I am developer/code-reviewer/debugger/bug-fixer/architect/teacher/builder from dubai, uae
I needed to understand the gotchas in event-driven architecture before migrating more services. Wix's engineering team documented 5 painful lessons learned from moving over 2300 microservices from request-reply to event-driven patterns.
The Pitfalls
1. Non-atomic database writes and event publishing
Writing to a database and firing an event isn't atomic. If either the DB or message broker fails, you get data inconsistency.
Solutions:
Resilient producer that retries until the event reaches Kafka
CDC (Change Data Capture) with Debezium - captures DB changes via binlog and produces them as events automatically
2. Using Event Sourcing everywhere
Event sourcing stores events instead of entity state. You reconstruct current state by replaying events. Sounds cool but adds serious complexity:
Need snapshots to avoid performance degradation
Harder to create generic libraries (unlike CRUD ORMs)
Only eventual consistency
Better approach: CRUD + CDC. Simple reads from the database, with CDC publishing changes for downstream materialized views. Get the benefits without the complexity.
3. No context propagation
Debugging distributed event flows is hard. Unlike HTTP chains, events scatter across topics and services.

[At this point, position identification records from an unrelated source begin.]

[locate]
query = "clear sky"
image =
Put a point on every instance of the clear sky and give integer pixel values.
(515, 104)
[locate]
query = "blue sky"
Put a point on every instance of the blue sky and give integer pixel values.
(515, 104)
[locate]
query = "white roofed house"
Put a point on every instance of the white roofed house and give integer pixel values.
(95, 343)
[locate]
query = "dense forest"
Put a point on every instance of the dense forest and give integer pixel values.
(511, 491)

# Add request context to event headers
event_headers = {
'requestId': request_id,
'userId': user_id
}
Automatically propagate these IDs through your event chain. Makes filtering logs and events trivial during incident investigation.
4. Large event payloads
Events over 5MB kill broker performance. Three remedies:
Compression - Kafka and Pulsar support lz4, snappy. Broker-level compression beats application-level
Chunking - Split payloads into chunks with metadata for reassembly
Object store reference - Store payload in S3, pass URL in event
5. Duplicate event processing
Most brokers guarantee at-least-once delivery. Events can be processed multiple times.
# Use optimistic locking with revisionId
def process_event(event):
revision_id = event['revisionId']
# Read current version
entity = db.get(event['entityId'])
if entity.revision_id != revision_id:
return # Already processed
# Update with new revision
entity.update(revision_id=revision_id + 1)

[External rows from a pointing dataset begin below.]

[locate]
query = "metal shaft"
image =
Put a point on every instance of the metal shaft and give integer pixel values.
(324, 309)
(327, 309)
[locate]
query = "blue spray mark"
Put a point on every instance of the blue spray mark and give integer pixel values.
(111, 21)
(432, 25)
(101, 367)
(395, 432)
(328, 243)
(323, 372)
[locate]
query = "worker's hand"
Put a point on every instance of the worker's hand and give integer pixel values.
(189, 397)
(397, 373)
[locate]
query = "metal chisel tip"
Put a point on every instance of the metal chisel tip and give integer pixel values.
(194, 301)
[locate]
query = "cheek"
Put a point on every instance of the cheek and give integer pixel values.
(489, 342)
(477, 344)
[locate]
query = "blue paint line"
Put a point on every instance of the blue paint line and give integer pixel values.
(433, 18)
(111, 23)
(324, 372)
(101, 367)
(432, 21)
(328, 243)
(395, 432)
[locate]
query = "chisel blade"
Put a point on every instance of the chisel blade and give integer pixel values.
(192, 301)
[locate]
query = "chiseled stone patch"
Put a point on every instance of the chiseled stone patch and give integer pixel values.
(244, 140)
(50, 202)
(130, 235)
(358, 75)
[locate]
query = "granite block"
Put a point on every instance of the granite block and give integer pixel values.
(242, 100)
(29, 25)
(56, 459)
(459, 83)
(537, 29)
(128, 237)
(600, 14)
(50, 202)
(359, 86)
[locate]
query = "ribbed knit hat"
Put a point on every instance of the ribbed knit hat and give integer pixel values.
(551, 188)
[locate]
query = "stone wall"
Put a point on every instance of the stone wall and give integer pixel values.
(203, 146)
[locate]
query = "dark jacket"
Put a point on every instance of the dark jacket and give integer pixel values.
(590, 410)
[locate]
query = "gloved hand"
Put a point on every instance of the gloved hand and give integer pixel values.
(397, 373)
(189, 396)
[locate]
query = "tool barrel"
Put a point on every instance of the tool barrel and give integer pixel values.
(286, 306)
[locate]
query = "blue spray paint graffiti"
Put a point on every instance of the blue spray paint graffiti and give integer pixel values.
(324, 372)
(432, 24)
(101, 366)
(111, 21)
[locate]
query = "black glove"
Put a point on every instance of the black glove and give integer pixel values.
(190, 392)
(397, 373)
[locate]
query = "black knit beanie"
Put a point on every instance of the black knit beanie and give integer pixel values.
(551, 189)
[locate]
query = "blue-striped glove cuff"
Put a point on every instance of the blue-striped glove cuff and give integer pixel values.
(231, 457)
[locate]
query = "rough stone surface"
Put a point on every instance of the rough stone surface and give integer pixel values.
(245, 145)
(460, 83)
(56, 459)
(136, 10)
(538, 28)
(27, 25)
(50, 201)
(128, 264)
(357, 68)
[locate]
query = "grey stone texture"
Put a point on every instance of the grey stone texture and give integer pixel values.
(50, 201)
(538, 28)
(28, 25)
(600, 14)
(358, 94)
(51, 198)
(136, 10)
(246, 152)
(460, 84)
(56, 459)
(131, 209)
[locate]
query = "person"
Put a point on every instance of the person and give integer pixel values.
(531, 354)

For Kafka, use topic-partition-offset as unique transaction ID.
The Migration Strategy
Migrate gradually. Mix HTTP/RPC with event-driven patterns as needed. CDC is the sweet spot - ensures consistency without full event-sourcing complexity.
Context propagation (pitfall #3) is critical for operations. Fix that early.
Compression and transaction IDs are good defaults even if you don't hit pitfalls #4 and #5 yet.
Happy hackin'!